Мэдлин пренебрежительно фыркнула.
– Вы помните цвет его глаз? – попытался хоть что-то узнать Колин. – Может быть, у него на лице были шрамы? Необычайно высокий рост? Косая сажень в плечах? Меня интересуют мельчайшие подробности, мистер Крокер.
– У него был такой подбородок, как… – Крокер сжал свой подбородок, образовав две небольшие складки. – Одним словом, напоминает задницу.
– Ямочка на подбородке? Раздвоенный подбородок?
– Не столько раздвоенный, сколько неровный, мистер Эверси. И синие глаза, в тон его кафтану.
Это наблюдение вызвало онемение у Колина и Мэдлин. Крокер вздохнул.
– Это все моя жена. Если у вас однажды появится жена, вы тоже будите так рассуждать, мистер Эверси, попомните мои слова. Это сочетается с этим или с тем и так далее. Женщины так и говорят. Она заставляет меня смотреть на вещи и высказывать свое мнение. Скоро она превратит меня в женщину. Вот в это верилось с трудом.
– Синие глаза и раздвоенный подбородок. Спасибо, вы нам очень помогли, мистер Крокер. А рост? Он такой же высокий, как я?
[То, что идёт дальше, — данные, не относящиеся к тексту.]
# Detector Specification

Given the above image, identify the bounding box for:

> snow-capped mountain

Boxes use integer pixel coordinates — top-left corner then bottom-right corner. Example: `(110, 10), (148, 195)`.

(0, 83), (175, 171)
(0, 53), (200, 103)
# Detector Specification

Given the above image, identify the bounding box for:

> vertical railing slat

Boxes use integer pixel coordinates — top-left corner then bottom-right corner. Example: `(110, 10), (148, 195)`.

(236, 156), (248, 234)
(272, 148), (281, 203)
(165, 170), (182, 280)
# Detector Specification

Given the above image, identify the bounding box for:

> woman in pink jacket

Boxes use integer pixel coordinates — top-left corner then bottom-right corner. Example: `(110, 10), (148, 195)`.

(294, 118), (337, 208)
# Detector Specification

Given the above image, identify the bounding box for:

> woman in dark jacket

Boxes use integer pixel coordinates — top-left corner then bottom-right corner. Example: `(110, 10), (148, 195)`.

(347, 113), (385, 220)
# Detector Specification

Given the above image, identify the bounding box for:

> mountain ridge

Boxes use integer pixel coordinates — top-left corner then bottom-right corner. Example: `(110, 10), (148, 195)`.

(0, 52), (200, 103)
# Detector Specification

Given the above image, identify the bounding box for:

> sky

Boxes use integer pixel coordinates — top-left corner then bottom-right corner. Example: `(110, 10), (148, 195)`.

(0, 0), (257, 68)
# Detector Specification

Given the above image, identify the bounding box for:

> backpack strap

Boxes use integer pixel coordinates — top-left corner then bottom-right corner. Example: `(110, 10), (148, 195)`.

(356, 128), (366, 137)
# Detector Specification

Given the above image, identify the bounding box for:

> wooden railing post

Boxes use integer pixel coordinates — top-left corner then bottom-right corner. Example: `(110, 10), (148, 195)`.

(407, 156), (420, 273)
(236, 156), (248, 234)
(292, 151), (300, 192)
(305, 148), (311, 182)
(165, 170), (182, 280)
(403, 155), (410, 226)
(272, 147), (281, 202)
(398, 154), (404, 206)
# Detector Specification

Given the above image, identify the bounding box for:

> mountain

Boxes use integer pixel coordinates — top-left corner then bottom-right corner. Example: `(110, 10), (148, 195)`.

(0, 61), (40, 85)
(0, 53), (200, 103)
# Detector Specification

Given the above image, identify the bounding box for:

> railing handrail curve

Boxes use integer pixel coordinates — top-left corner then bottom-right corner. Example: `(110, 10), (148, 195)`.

Или вашего роста? – Лакеи обычно высокого роста, по крайней мере, в богатых домах, которые могли позволить себе самых высоких лакеев с тонкими икрами ног.
И если этот лакей служил в доме, о котором подумал Колин, то они могли себе позволить подобрать симпатичных высоких лакеев.
– Роста он примерно вашего, мистер Эверси, может быть, чуть пониже.
У Колина был еще один, самый важный, вопрос.
– Вы обратили внимание на его чулки?
Мэдлин посмотрела на Колина.
– Светло-голубые, не белые… Как… молоко, с которого сняли сливки. И шелковые, – с готовностью ответил Крокер, поскольку его постыдная осведомленность в вопросах одежды уже перестала быть тайной.
Ну что ж, это действительно был лакей из дома графа Малмси. Захватывающе, учитывая историю с графиней.